Midsummer magic: a life changing experience in the Botanics

DSCF0006

Susie Brown puts finishing touches to 600 bamboo poles: her sculpture Natural Progression becomes a stage setting for dance in the Botanics on midsummer night.

There’s a serious theme rippling beneath the music but right now enjoy the sheer, mad fun of it all. Listen to robots playing Chinese instruments in the Palm House and watch Tai Chi dancers on the lawn while Bamboo percussionists from Thailand beat out a trail of discovery to the Chinese Hillside. Fay Young reports from behind the scenes…

I have to declare an interest because I am helping to organise the spectacular Dialogues of Wind and Bamboo, now being rehearsed for the midsummer happening in the Royal Botanic Garden Edinburgh. On Saturday evening around 50 artists, musicians and dancers come together from Far East and across Scotland to create a uniquekimho intercultural experience in the Garden. And it is all free.

I sometimes ask director Kimho Ip (that’s him on the right) why he is doing it and he laughs, “I could make my life easier,” he admits. Trained in the classical western tradition this talented young composer musician could earn a good living if he just stuck to Mozart or Bach. But he is gaining a reputation for helping audiences rediscover traditional Chinese music – with a contemporary twist.

Instead of the concert hall, his venues are more likely to be museums, market places and cafes. And now, the Royal Botanic Garden Edinburgh where he mixes experimental pop of the Edinburgh band FOUND with evocative Shanghai Jazz and old Cantonese melodies.
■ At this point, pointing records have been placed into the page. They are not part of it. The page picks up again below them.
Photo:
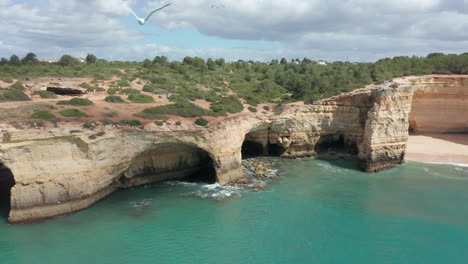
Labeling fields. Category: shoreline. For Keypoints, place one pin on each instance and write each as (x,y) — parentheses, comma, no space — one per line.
(450,149)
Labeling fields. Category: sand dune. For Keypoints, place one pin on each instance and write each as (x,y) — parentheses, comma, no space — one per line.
(438,148)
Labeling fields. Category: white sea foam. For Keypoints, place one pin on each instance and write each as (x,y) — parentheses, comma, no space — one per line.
(209,191)
(142,203)
(445,163)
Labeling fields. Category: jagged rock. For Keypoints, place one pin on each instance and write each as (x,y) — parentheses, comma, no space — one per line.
(50,165)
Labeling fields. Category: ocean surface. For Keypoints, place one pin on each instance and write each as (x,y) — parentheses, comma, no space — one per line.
(319,212)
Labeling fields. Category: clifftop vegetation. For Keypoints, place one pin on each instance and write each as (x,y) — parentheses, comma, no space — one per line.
(216,80)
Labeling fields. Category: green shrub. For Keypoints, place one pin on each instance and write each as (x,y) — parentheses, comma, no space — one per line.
(111,114)
(86,86)
(129,91)
(14,95)
(252,109)
(107,122)
(114,99)
(45,94)
(17,86)
(123,83)
(72,112)
(43,115)
(149,88)
(230,104)
(201,122)
(96,89)
(184,109)
(132,122)
(76,102)
(140,98)
(112,91)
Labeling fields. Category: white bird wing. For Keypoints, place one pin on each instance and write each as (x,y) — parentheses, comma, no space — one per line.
(156,10)
(129,9)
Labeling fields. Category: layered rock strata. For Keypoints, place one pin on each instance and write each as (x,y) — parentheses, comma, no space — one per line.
(63,168)
(440,104)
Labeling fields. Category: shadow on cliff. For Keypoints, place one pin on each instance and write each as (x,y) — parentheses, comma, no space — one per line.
(350,163)
(457,138)
(6,183)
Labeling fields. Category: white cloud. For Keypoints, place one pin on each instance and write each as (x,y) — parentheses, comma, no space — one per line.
(329,29)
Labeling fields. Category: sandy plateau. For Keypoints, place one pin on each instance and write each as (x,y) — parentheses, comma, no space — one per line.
(438,148)
(60,167)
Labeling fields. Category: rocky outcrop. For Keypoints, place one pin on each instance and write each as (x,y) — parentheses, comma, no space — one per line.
(440,104)
(62,168)
(67,91)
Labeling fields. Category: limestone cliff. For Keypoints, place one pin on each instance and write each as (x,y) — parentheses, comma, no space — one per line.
(61,168)
(440,104)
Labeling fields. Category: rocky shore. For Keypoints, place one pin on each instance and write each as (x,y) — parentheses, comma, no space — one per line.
(64,167)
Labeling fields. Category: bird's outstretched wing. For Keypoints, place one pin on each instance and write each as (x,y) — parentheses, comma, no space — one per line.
(156,10)
(129,9)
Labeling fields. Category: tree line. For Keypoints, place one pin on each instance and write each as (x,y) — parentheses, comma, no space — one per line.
(256,82)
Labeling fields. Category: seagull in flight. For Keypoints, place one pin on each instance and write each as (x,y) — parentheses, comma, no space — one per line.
(217,6)
(143,21)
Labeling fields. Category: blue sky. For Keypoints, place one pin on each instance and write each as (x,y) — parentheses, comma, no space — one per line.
(355,30)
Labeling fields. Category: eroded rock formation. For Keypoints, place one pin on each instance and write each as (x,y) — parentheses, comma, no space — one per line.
(440,104)
(65,168)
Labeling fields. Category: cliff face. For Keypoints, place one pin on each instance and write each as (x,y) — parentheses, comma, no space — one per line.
(440,104)
(64,168)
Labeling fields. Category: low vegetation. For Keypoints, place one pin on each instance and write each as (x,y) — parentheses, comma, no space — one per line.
(229,104)
(129,91)
(43,115)
(201,122)
(277,81)
(114,99)
(45,94)
(140,98)
(76,102)
(132,122)
(184,109)
(72,112)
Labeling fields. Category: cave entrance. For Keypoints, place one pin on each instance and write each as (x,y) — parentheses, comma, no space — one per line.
(175,161)
(333,144)
(257,144)
(7,182)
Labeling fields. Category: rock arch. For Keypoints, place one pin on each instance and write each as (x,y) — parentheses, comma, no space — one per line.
(258,142)
(169,161)
(336,143)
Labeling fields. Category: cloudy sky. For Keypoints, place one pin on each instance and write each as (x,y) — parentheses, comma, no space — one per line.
(355,30)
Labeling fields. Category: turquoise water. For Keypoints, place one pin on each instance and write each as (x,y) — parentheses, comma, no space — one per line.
(320,212)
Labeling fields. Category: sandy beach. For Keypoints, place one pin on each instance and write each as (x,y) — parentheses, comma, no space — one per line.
(438,148)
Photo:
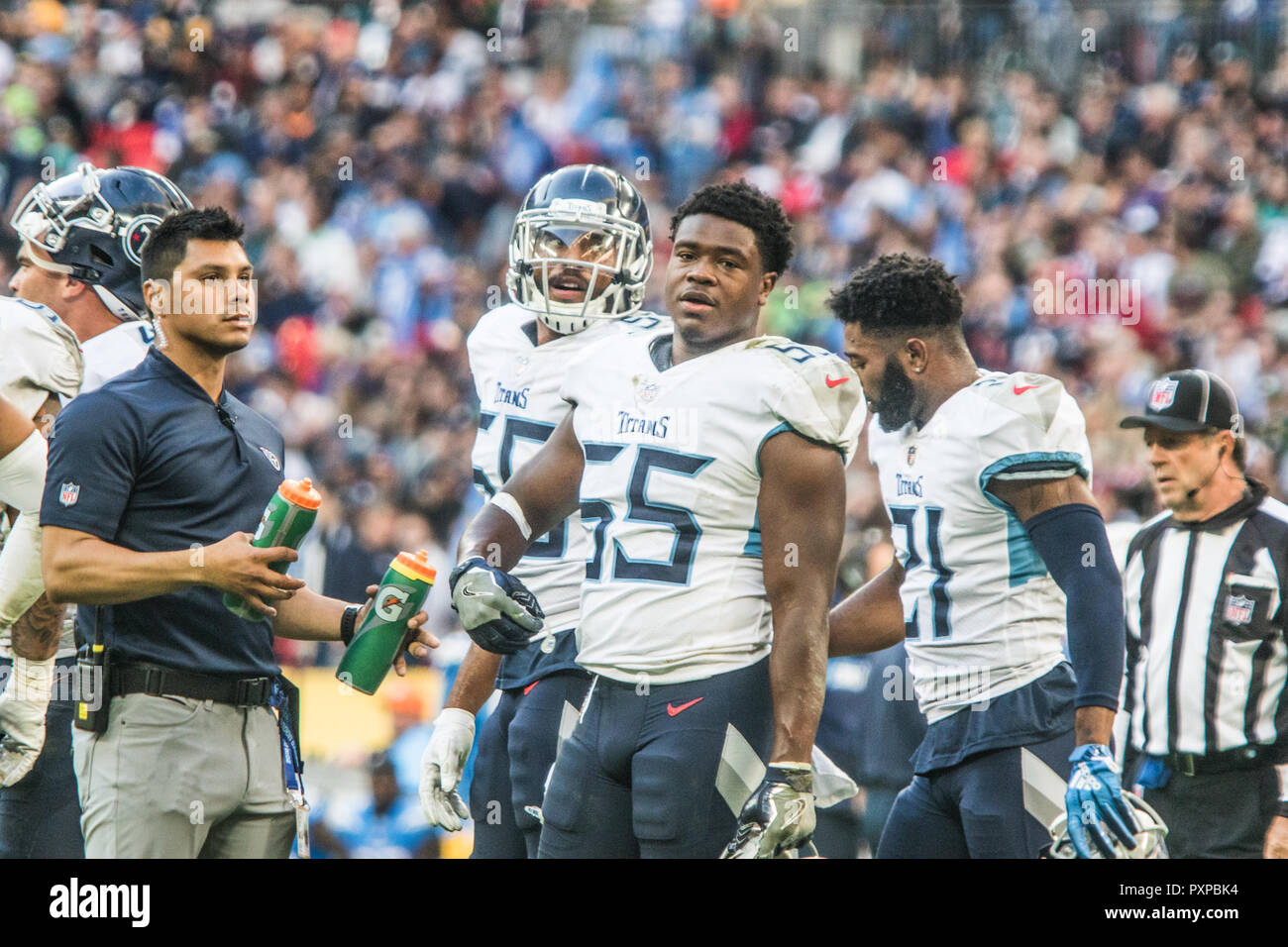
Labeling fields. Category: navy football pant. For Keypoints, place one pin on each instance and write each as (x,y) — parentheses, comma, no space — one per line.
(516,749)
(978,808)
(40,814)
(660,771)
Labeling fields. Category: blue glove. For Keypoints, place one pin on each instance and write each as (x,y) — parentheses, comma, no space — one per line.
(1095,799)
(498,612)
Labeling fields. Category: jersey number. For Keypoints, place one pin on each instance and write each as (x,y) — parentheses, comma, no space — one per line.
(906,517)
(554,544)
(678,569)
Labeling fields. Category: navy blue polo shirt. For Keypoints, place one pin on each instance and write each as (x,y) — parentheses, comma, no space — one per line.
(150,463)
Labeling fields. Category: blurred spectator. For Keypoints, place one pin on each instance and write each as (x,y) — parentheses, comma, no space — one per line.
(386,826)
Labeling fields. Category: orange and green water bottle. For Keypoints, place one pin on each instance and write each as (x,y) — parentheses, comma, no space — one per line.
(284,522)
(375,644)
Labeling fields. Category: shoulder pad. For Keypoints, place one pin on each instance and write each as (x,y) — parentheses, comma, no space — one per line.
(1034,397)
(644,322)
(40,354)
(815,392)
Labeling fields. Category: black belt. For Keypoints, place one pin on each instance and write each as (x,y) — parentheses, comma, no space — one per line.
(154,680)
(1225,762)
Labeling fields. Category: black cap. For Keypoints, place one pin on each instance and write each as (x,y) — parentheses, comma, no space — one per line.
(1189,401)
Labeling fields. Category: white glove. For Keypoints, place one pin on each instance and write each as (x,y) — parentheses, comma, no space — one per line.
(441,768)
(831,784)
(22,716)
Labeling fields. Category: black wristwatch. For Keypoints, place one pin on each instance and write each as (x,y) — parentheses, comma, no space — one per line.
(347,622)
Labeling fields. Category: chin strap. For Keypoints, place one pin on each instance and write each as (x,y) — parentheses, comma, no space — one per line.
(115,305)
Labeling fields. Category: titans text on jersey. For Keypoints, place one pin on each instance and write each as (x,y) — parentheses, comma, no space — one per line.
(982,613)
(674,579)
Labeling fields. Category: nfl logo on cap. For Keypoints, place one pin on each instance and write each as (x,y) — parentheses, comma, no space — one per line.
(1237,609)
(1162,393)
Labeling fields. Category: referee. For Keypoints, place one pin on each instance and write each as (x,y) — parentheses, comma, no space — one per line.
(1205,586)
(155,482)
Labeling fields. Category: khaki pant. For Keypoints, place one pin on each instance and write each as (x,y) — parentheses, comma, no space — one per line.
(175,777)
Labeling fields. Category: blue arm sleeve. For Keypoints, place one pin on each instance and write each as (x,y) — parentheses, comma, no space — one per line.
(1073,544)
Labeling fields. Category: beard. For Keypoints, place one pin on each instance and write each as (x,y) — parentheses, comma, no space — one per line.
(896,399)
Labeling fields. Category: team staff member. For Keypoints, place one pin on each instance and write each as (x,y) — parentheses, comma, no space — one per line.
(81,236)
(158,478)
(1205,586)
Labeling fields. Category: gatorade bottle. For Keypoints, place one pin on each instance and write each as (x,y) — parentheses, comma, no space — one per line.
(286,518)
(375,644)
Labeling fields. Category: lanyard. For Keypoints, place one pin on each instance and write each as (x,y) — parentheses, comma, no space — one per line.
(292,763)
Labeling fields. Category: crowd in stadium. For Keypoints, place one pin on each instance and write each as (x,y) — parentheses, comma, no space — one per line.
(377,158)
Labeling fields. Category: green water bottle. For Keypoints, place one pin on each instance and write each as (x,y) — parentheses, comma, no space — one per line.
(375,646)
(286,518)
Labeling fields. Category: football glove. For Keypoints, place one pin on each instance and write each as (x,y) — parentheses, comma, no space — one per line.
(22,716)
(441,770)
(778,817)
(1095,800)
(497,611)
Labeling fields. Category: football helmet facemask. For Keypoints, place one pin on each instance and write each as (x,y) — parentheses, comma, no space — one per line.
(93,224)
(580,248)
(1149,838)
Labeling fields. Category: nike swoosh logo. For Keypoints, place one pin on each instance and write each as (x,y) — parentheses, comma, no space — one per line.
(673,710)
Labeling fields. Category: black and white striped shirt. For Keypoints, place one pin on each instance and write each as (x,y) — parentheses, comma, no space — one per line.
(1206,654)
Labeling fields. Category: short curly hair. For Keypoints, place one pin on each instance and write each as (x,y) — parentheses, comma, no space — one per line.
(751,208)
(900,294)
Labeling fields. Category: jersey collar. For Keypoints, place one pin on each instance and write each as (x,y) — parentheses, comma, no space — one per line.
(163,368)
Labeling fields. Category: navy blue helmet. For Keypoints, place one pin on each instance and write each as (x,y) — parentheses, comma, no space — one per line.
(580,248)
(93,224)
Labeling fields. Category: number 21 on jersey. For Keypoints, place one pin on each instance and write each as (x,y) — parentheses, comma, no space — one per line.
(940,602)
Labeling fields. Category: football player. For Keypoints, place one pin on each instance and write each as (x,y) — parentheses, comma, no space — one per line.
(580,256)
(1001,558)
(711,464)
(81,236)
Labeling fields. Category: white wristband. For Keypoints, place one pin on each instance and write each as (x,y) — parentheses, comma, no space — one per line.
(506,502)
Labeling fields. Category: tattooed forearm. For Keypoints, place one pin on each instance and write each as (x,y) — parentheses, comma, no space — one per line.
(35,634)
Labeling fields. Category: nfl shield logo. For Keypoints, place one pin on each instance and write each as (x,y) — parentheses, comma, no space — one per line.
(1237,609)
(1162,393)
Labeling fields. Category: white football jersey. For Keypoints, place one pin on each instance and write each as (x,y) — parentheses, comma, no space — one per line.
(519,407)
(982,613)
(675,587)
(40,355)
(114,352)
(103,357)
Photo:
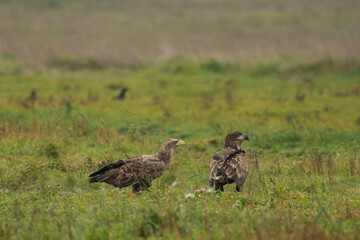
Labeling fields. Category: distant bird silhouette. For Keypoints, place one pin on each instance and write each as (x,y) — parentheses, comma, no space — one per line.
(32,97)
(121,96)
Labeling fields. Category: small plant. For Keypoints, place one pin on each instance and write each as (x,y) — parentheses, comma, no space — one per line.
(51,151)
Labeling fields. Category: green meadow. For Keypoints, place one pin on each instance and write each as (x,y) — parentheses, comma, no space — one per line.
(286,73)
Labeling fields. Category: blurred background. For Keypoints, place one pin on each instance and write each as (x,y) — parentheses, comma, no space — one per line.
(86,82)
(52,33)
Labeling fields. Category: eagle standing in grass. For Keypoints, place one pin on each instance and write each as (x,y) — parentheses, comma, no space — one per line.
(230,164)
(137,171)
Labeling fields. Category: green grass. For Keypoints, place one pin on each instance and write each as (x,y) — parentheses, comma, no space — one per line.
(302,120)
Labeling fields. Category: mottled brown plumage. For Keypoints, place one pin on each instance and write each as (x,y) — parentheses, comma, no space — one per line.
(229,165)
(137,171)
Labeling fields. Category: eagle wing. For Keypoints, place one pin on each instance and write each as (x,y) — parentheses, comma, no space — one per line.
(222,166)
(124,173)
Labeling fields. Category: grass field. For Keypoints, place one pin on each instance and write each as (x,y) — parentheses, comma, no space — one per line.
(302,120)
(287,73)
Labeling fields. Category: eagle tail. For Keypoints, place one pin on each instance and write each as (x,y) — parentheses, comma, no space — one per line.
(107,168)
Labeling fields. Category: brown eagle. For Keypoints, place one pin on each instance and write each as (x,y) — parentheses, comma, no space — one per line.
(137,171)
(230,164)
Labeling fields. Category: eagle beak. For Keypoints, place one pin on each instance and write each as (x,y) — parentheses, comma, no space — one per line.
(246,137)
(180,143)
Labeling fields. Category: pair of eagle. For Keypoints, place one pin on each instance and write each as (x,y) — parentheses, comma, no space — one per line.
(227,166)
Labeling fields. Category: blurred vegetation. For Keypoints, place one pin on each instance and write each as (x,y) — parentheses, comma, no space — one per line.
(302,119)
(284,72)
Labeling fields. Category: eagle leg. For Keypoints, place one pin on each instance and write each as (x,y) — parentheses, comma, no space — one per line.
(140,186)
(219,186)
(239,188)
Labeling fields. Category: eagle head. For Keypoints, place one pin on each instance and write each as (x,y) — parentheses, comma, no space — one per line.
(234,139)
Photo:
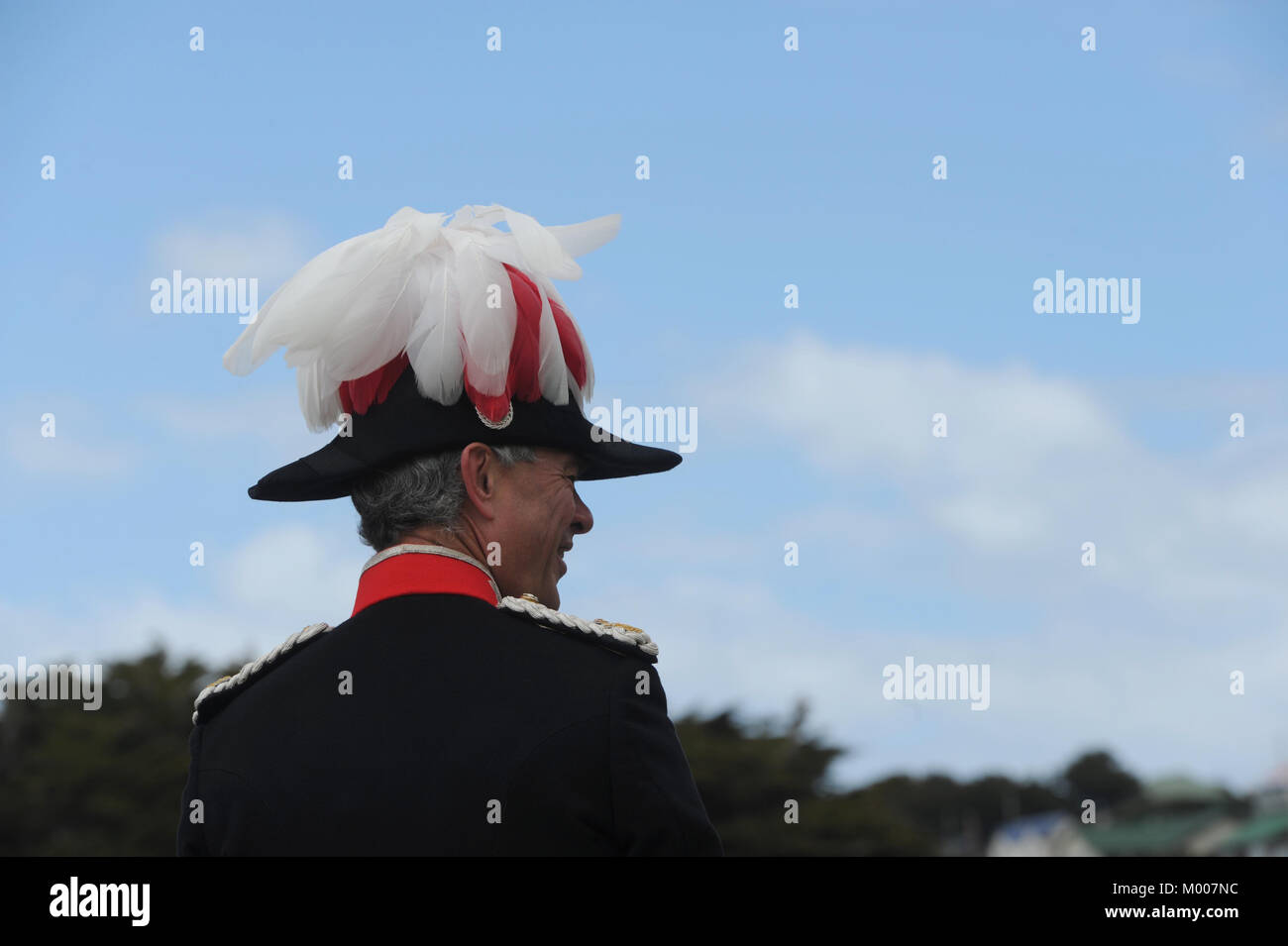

The serious purpose is to help people reconnect with both nature and culture in a fast changing world. “I am not particularly Chinese,” says Kimho who comes from Hong Kong but finished his education in Germany and Edinburgh. “But this culture is part of my DNA and it seems a shame if we lose such precious pieces from the past.”

The Botanics holds the biggest collection of Chinese plants outside China; a resource now being used to reintroduce threatened species to the natural world. In the same way, Kimho’s intercultural performance reconnects with Chinese cultural traditions that are fast disappearing in their original habitat.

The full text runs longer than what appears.